Hi Ting, You make a fair point about culture, but the impression I got is that the
welcomes were being sent to people who were not intentionally editing the arwiki, or aware
that they were doing so, which makes this a cultural thing imposed on people who were not
aware of it or expecting it, and who did not have a way to avoid it even if they had known
it might happen, which is a bit beyond local culture. For myself I am not bothered by
messages from other Wikis, even if I can't read them. I am used to it, but some people
are more paranoid than me, sometimes for good reasons. Cheers,
Peter
-----Original Message-----
From: Wikimedia-l [mailto:wikimedia-l-bounces@lists.wikimedia.org] On Behalf Of Ting Chen
Sent: 30 December 2017 11:38
To: wikimedia-l(a)lists.wikimedia.org
Subject: Re: [Wikimedia-l] Welcome messages at arwiki
Hello Amir,
I think what you are questioning is right. And it is necessary to ask such questions. In
my day job it is my duty to ask and discuss such questions with my customers.
But, with the time I sort of see that these pure utilitarian questions are not the only
questions that we need to consider. I start to ask questions that are beyond or below
(according to the perspective) these pure utilitarian questions. I find the answer Meno25
gave on Meta a very interesting one in this respect. In his answer he was not arguing
about if the welcome-bot is useful or meaningful. He said it is their custom to do so.
What he is pointing to is culture. See, why do we hug, shake hands, nod, or rub noses, or
kiss? From a pure utilitarian point of view these behaviors are not only meaningless, they
are even potentially dangerous for our health.
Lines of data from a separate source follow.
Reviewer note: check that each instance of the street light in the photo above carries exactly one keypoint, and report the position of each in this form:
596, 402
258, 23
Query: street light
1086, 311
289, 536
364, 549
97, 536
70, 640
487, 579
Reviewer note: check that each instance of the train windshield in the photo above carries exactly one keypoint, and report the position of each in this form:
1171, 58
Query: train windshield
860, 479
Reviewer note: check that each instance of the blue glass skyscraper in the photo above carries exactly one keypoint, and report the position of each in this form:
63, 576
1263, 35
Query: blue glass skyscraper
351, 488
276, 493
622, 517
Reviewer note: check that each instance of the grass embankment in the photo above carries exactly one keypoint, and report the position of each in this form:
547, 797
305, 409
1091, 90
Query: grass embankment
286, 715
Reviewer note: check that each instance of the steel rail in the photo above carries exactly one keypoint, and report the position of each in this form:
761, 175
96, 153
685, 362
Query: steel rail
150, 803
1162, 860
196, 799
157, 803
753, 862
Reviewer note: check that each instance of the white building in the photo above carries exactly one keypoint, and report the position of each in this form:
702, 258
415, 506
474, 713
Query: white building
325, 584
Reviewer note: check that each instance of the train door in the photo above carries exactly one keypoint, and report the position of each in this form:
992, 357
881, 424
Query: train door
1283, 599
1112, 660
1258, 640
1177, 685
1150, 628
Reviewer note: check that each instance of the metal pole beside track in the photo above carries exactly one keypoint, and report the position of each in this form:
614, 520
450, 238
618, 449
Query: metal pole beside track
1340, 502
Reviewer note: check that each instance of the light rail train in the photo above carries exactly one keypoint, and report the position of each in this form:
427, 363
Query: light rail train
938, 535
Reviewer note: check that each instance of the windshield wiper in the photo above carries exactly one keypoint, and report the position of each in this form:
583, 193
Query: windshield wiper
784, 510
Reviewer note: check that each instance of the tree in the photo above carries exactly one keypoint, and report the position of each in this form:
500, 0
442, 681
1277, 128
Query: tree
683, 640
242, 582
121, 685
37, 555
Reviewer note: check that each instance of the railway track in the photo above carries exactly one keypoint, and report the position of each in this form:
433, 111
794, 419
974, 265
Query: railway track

If we just want to meet other people and
talk to them why do we not just directly talk about what we want to talk about and make it
behind us?
And this is why in my opinion it is good that every project has its own way to handle
welcome message: Because the welcome message is not only a utilitarian thing, there is
culture beyond or below it. There is culture encompassed from the societies where the
project community is embedded in and there is culture that was created and developed by
the project community.
This is why in my opinion as long as the message is not malicious how every community
handles this is their own thing.
Greetings
Ting
Am 30.12.2017 um 09:29 schrieb Amir E. Aharoni:
It's a good opportunity to step back and discuss a
little something.
The existence of pretty much every bot is a reason to think of a missing
feature in the site's software. The same goes for templates and gadgets.
Why do many wikis have custom welcome templates and bots that send them?
The intuitive answer is "to send a personal message to a new user", but if
it's done by a bot, it's already not personal. What does the bot actually
automate? The placement of a template? But what is the actual purpose of
the template?
Is it to say "hello and welcome"? The notifications feature already does it
nicely.
To send people a list of useful links? I heard many times that new users
actually do find them useful, and it's a good thing. But it's nevertheless
an anecdotal claim, and smarter questions should be asked:
* How many people actually read these messages?
* Are all the links useful? Do people actually click them?
* Could some be removed? Could some be added?
* Why is it different in every project? Could at least some parts be reused
across languages in a robust and properly localizable manner?
* Is the talk page really a good place to do this?
* How useful is it for people for people who come from another language and
have an account auto-created?
And so on.
Welcome templates have been a part of our sites for well over a decade, but
it's never too late to ask fundamental question about what purpose do they
serve, and how could this purpose be served better.
Happy New Year :)
בתאריך 29 בדצמ׳ 2017 11:21, "John Erling Blad" <jeblad(a)gmail.com> כתב:
Users on other projects are complaining about the
welcome messages at
arwiki. A bot at that project are welcoming people that has no activity at
that project at all. The bot operator claims the activity is valid, but I
can't see that this is a well-behaving bot at all.[1]
I suspect the bot is welcoming every user it can find, but using user
accounts from central login and not users that has local contributions at
arwiki.
Can someone shut down the bot until the user fix the spam problem.